Beyond the traditional feast, Thanksgiving is a holiday that is steeped in tradition. From watching the Macy’s Thanksgiving Day Parade, rooting for your favorite football team, or breaking the turkey wishbone for good luck, traditions are oftentimes passed down from generation to generation—something that becomes increasingly important as we age. Traditions create warm memories, a sense of comfort and belonging, and can strengthen a family bond. This Thanksgiving, introduce new traditions that will involve family members of all ages, and will surely stand the test of time.

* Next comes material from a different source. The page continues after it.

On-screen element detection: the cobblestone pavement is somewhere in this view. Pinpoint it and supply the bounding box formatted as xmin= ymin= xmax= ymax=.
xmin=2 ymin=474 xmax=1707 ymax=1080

The Thankful Pumpkin is an easy and meaningful way to celebrate gratitude during the entire month of November. All you need is a pumpkin (maybe even one leftover from Halloween) and a permanent marker. Each day, leading up to Thanksgiving, take a moment to write one thing you’re thankful for on the pumpkin, starting at the stem. Invite your family and friends who visit to add their message of gratitude to the pumpkin. By the time Thanksgiving rolls around, you’ll have a pumpkin that’s full of meaningful messages from those closest to you. The pumpkin also makes a great centerpiece and can be a fun conversation starter at dinner.
Gratitude Guessing Game
To kick off the Gratitude Guessing Game, invite family and friends (and those at the kids’ table) to write down one thing they are thankful for and put their message in a basket. During dinner, pass the basket around the table, inviting everyone to read one message of gratitude aloud and guess who wrote it. You’ll be surprised at the number of laughs (and maybe happy tears) this game will offer.
Share Family Stories
Family stories are powerful and can provide a sense of identity for younger generations. Take advantage of the time you get to spend with those closest to you this Thanksgiving and help preserve your family history by swapping stories from the past—even if it’s one you’ve told a hundred times before. Who knows? Maybe that story will be told over turkey and mashed potatoes 50 years from now.